In general, it is known, that to state that the Patrol-Guard Service officers are provided with standard spray pellets with tear gas or something like that everywhere, would be a stretch of imagination. It is often the case that the police officers carry around with them some of the civil use pellets which they bought out of their own initiative, and here the properties of each pellet vary. In any case, in order to establish the truth, the investigation should have seized the spray pellet from the police officer and conduct an expert examination of this substance, but this has never been done.

Question # 4: Has the polygraph (lie detector) examination been performed with regard to Kristina Morozova? What did it show?

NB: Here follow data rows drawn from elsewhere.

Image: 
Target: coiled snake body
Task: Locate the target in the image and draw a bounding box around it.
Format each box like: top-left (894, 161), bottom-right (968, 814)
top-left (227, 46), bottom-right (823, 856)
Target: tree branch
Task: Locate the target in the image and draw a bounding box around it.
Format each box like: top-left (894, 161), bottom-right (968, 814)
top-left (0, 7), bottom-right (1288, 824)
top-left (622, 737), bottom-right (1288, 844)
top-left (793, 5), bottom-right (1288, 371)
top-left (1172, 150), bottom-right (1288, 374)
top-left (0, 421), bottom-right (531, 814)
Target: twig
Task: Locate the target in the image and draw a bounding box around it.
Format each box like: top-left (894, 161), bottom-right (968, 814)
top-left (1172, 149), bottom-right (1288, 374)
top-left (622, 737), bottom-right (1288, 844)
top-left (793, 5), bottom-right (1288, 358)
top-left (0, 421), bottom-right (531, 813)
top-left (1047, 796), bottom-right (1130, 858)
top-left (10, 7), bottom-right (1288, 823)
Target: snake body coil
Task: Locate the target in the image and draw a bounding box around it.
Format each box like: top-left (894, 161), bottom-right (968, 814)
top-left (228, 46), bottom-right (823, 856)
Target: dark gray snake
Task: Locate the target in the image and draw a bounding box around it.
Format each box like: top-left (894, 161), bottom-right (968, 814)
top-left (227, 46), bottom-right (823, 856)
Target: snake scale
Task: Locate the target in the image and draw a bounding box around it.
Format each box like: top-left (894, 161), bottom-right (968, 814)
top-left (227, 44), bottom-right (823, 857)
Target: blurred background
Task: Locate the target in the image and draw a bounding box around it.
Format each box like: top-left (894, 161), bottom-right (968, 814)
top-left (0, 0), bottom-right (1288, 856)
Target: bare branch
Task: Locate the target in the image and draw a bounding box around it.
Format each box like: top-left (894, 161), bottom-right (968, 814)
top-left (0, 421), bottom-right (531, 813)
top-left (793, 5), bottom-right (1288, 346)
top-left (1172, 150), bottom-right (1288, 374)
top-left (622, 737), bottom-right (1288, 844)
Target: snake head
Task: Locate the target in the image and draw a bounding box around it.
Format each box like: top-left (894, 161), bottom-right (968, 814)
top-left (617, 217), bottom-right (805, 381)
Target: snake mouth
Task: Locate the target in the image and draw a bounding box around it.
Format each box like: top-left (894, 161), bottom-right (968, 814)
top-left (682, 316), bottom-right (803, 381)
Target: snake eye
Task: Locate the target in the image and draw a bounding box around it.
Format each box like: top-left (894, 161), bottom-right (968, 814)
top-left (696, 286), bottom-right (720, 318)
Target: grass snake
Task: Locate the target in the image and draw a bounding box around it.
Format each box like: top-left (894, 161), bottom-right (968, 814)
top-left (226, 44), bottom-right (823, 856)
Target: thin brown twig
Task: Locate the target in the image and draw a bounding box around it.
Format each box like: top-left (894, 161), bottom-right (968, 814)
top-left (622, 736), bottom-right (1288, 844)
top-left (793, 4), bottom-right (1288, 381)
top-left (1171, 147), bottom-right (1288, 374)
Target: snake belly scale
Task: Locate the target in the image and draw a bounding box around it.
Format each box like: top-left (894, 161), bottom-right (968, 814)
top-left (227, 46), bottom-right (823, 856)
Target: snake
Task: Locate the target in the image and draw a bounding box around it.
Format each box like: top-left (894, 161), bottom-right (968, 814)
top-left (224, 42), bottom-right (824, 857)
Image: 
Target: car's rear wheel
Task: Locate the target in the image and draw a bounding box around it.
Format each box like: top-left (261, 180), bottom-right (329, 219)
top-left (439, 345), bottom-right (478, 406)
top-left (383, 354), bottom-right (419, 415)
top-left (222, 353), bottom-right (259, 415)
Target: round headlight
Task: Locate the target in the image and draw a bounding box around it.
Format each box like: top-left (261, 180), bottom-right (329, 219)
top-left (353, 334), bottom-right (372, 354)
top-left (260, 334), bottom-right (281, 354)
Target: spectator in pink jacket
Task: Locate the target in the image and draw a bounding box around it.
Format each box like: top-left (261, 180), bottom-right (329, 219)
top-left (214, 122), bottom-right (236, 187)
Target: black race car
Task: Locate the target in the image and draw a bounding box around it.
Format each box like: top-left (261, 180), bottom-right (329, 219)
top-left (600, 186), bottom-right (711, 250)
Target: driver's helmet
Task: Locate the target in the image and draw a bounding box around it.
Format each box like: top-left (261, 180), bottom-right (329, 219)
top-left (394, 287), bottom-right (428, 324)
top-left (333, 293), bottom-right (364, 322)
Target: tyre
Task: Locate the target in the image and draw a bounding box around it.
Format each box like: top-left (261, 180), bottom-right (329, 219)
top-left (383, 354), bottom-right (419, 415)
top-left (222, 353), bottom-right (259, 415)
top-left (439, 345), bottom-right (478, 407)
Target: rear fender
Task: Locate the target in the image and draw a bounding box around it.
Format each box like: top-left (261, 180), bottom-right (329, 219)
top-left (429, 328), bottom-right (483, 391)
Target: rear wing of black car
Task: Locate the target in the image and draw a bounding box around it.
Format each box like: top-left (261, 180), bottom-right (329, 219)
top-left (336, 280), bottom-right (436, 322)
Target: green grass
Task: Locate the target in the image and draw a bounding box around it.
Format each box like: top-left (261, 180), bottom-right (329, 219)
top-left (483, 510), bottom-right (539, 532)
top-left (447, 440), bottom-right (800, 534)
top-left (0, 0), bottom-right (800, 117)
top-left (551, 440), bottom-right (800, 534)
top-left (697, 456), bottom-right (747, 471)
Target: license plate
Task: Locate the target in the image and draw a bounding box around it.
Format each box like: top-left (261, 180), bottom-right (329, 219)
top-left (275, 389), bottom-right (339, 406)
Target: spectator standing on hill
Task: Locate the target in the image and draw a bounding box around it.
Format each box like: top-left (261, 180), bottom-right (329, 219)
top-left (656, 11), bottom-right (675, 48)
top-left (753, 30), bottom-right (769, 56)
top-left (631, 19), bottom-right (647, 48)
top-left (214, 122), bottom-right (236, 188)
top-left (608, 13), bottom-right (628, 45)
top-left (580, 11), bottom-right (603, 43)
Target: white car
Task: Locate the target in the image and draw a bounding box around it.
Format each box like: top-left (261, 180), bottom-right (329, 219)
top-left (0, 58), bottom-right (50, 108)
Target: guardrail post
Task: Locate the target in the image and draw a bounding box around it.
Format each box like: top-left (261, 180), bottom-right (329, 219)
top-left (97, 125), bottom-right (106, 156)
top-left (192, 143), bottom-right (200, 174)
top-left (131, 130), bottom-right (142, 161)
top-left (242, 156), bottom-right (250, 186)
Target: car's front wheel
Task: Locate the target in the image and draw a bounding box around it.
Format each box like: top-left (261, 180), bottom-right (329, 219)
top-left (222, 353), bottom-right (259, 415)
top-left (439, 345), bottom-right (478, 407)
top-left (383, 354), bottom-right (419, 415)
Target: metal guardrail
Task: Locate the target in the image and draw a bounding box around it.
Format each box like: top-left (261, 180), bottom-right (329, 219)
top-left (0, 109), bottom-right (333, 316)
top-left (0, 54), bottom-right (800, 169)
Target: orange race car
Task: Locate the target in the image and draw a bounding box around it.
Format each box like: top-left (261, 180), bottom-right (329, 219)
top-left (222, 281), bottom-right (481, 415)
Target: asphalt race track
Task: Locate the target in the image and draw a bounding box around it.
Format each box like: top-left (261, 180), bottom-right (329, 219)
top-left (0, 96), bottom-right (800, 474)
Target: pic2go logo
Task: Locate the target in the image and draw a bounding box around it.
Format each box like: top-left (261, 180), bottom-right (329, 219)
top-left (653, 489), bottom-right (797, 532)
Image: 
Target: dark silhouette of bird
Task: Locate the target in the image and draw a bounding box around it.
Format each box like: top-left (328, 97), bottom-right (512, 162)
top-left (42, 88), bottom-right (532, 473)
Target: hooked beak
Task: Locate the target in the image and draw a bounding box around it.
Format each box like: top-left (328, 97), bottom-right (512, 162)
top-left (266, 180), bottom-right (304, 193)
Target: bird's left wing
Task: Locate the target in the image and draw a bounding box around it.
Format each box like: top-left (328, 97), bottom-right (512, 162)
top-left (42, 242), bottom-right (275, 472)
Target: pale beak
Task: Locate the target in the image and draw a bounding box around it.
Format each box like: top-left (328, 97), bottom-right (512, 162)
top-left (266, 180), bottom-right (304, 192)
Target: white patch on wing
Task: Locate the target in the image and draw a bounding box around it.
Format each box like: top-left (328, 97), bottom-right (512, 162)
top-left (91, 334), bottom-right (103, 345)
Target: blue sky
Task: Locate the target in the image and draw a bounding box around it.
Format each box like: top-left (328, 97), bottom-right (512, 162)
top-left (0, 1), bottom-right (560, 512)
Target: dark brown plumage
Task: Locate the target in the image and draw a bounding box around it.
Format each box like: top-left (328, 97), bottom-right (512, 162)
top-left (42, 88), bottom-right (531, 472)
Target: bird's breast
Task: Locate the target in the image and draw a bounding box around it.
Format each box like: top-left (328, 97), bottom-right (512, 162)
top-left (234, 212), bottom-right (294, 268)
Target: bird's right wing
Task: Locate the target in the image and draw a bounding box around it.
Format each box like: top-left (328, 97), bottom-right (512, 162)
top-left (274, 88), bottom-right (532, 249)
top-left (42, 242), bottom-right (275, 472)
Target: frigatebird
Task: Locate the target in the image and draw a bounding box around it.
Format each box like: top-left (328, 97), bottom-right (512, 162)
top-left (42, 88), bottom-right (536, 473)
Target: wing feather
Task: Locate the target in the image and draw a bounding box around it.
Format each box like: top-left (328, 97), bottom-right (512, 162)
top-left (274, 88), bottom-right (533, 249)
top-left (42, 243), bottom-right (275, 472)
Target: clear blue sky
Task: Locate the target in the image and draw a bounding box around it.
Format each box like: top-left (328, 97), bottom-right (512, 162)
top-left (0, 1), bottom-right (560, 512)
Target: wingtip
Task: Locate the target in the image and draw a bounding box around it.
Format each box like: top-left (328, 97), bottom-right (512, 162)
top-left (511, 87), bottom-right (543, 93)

Answer: The victim passed polygraph examination twice. First time – at a private organization which specializes professionally on such examinations, the second time – at the Kstovo Investigative Department. At the same time, the second examination was conducted long time after the described events.

The first examination showed that Kristina does not have “the information which is not consistent with her explanations”, in other words, that she tells the truth. The second examination, conducted at the investigative department, provided the opposite results for several questions.

From the latest ruling on dismissal it has become known that it is the second examination that the investigator confides in for no apparent reason.

We think it is important to point out the fact that the conclusions of the polygraph specialist cannot be regarded as evidence during the judicial proceedings. Moreover, the situations when two different examinations performed for one and the same situation with the same person, provide different results, are not rare.

Question # 5: Is it legal to perform a search on a woman and cut off her bra in the presence of male strangers?

Answer: The procedure for search of persons during putting them to special premises for detained is regulated by the norms of the Code of Administrative Offences, as well as by the intradepartmental Order of the Ministry of Defense of the Russian Federation. According to Part 3 Article 27.7 of the Code of Administrative Offences of the RF, “personal search is performed by the person of the same sex with the one searched in the presence of the two identifying witnesses of the same sex”.

Apart from that, we think that Kristina’s search with cutting her bra off in the presence of the detained men and in the absence of identifying witnesses should be in itself considered through the prism of the criminal law. At that, it’s not important which bodily injuries she got during this, because applying physical force in itself, as well as of scissors and handcuffs, should be appropriately evaluated from the legal point of view.

Question # 6: So, in the end, what are the prospects of this case? Will the police officers be brought to responsibility or will the case be dismissed again?

Answer: At the present moment the case is far away from its logical conclusion. Dismissal of the case, as we see, was just a pit stop, however, its resuming, which happened now, is too. We can positively state only one thing: the conclusion of Kristina Morozova’s case will determine not only the restoring of the rights of Kristina herself, but the fates of other women who, if the actions of the police officers remain unpunished, may find themselves in the same situation tomorrow – at the police department without underwear handcuffed in the presence of male strangers.